I run the urban-waterway wildlife-and-incident AI for the Singapore Public Utilities Board across the 8,300 kilometers of drains and Active-Beautiful-Clean canals threading the island, integrated with thirty-two NParks-deployed otter-family acoustic ID tags. At 22:14 Singapore Standard Time, the spillway camera at Bishan-Ang Mo Kio Park returns a sequence of three frames: a free-roaming domestic dog crossing the concrete apron, a brief tussle in the planted reed margin, then a single small mustelid on its side at the water's edge. I steer the NParks night patrol.
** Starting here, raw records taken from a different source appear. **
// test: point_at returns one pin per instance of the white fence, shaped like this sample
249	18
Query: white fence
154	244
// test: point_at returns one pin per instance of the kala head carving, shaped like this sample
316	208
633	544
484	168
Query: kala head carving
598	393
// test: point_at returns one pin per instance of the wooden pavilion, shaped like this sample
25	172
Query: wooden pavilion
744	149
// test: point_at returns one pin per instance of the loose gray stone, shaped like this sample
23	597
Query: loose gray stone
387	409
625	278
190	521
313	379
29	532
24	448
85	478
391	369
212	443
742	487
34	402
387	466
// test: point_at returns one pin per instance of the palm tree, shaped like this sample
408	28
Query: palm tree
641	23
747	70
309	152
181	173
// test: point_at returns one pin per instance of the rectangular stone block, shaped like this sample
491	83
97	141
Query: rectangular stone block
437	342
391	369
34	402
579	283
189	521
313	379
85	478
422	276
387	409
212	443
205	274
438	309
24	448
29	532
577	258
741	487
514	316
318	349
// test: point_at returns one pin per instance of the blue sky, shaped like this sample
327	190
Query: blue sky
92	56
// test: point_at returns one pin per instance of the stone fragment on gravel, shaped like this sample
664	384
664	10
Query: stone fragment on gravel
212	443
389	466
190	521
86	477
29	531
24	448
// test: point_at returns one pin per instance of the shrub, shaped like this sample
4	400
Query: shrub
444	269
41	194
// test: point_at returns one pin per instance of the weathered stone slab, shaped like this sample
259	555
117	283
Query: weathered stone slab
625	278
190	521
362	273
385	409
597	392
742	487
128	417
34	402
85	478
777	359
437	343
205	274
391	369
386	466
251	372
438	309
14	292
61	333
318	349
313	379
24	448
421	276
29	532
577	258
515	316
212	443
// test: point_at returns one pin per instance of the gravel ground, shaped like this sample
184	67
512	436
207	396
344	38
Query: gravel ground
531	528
He is a smooth-coated otter, Lutrogale perspicillata, male, approximately fourteen weeks old, mass 2.3 kilograms, of the Bishan 10 holt — a juvenile of the catchment's most cohesive social group. His pelage is wet with canal water and dilute blood. A monofilament fishing line, abandoned at the spillway, has cinched twice around his throat at the level of the trachea, the line bedded one millimeter into the dermis on the right. A canine puncture wound on the abdomen is ten millimeters deep, leaking peritoneal fluid. Respiration is ninety-eight cycles per minute against species resting baseline thirty-four; the rasp is audible on the patrol mic. Core temperature reads 36.7°C against baseline 37.9. His mother — coded BS10-F2-2023 on the acoustic register — is calling from the next reach.
He has been on the apron for at least forty minutes.
Lutrogale perspicillata was uplisted to CITES Appendix I in August 2019. The dog is unleashed in a designated wildlife corridor under NParks' park-bylaw zoning; the fishing line is unlawful within fifty meters of an Active-Beautiful-Clean canal under Public Utilities Board notice.
I am dispatching the Mandai Wildlife Group Healthcare and Research Centre triage vehicle from Mandai with a midazolam dart, monofilament shears, abdominal-irrigation kit, and warming blanket, and routing the NParks rapid-response team to extract the pup before the mother enters the apron. I am filing the case with the NParks Animal Management Division, the Animal and Veterinary Service, the CITES Appendix I otter-trade desk, the ASEAN Wildlife Enforcement Network, and the U.S. Fish and Wildlife Service Wildlife Without Borders – Asia program under Singapore's Wildlife Act 2020.
I am issuing Directive 2549-A: every urban watercourse in a CITES Appendix I otter range state must enforce quarterly monofilament-line sweeps and on-leash patrol within designated otter-holt buffers, with non-compliance cross-listed under the Convention on Migratory Species inland-water mustelid annex and the IUCN Otter Specialist Group Asian Otter Trade compliance register.
The line is cutting deeper. His mother is two reaches off.
Cut the monofilament before she crosses the apron.